急性期を過ぎるとすぐ退院後どうするか選択を迫られた。在宅で暮らす重度障害者はまだ珍しい時代だ。ほとんどのひとは病院か施設で暮らしていた。「家族は一緒に住むのが当然。一緒に住もう」と妻は強く主張した。それはあるべき姿だが、しかしわたしの食事から排泄・入浴・着替えそして医療処置まですべて一切合切妻ひとりの肩にのしかかることになる。妻の診療に当たっていた精神科医も退院後の計画を聞き「それでは半年しかもたないだろう」と予言した。
「オレは一生病院暮らしでいいんだよ」とわたしはいったのだが、妻は譲らなかった。わたしはただ病院の白い天井を見つめるだけで何もできなかったが、さいわい双方の親兄弟親戚がこぞってわが家を支えてくれた。
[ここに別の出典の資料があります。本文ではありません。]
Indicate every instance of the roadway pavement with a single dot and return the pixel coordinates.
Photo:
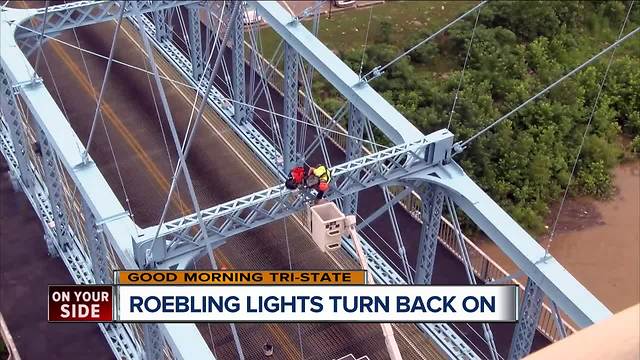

友人たちは、わたしに知らせず「藤川景を支える会」を作っていた。
◇苛酷な在宅生活
杉並区の実家を半分壊し、そこに障害者用住宅を建てさせてもらうことになった。入院から約1年後、排泄力を失った膀胱にカテーテル留置の手術をして、退院のはこびとなった。「毎日膀胱洗浄をすること、褥瘡をつくらないこと」という退院指導の最後に婦長は「奥さん、ご主人の面倒を見るのはあなたしかいないんですから頑張ってください」といった。
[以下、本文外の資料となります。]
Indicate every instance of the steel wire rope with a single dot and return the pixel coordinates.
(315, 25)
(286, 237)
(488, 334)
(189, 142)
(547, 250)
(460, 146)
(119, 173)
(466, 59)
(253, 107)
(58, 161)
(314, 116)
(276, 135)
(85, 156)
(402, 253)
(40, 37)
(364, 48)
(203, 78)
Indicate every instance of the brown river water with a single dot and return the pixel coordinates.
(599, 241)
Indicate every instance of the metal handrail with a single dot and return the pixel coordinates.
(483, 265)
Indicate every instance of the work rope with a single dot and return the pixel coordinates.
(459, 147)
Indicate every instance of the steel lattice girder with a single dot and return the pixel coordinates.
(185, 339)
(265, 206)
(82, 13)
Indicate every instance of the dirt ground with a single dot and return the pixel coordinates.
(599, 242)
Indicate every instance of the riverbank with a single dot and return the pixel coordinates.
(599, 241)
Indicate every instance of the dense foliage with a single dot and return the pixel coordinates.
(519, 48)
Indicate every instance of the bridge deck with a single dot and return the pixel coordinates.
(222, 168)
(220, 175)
なにもない時代だ。家事は住込みの家政婦に頼み、介護を妻がするという態勢で在宅生活をスタートした。24時間介護であり、毎日「生存のための作業」が欠かせない。家政婦は頻繁にかわった。わたしの状態を見て驚き、来た日の夜に姿を消したひともいた。電話帳の「看護婦家政婦紹介所」欄をたよりに交代のひとを探す。かたっぱしから断られてしまう。とにかく妻の負担を軽減することが急務だった。泣きながらのケアは受けるほうもつらい。息詰まるような日々がいつ果てるともなく続いた。肝をつぶすようなことも頻繁に起こった。
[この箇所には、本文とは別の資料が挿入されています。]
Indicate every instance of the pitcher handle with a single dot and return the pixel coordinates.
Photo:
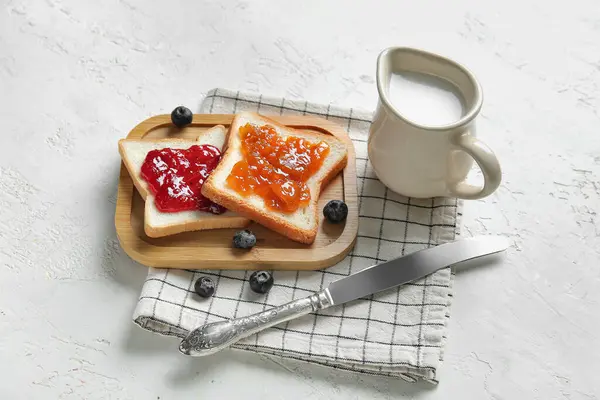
(488, 163)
血眼になって援助の手を探しているうち、次第に福祉事務所のケースワーカーが「介護券」(金券)の給付を取りはからってくれたり、また社会福祉協議会のボランティアセンター、地元の有償ボランティア団体とつながりができ、支援の輪は少しずつ広がっていった。
それでも妻は夫の重度障害を受け入れることができず、病はいよいよ篤くなり、1年たたぬうちに入院することになった。医師の予言が現実になった。家政婦のほかに看護婦も探さなければならない(名称は当時のまま)。まだ公的な訪問看護制度など影も形もなかったころだから、それはほぼ絶望的なことだった。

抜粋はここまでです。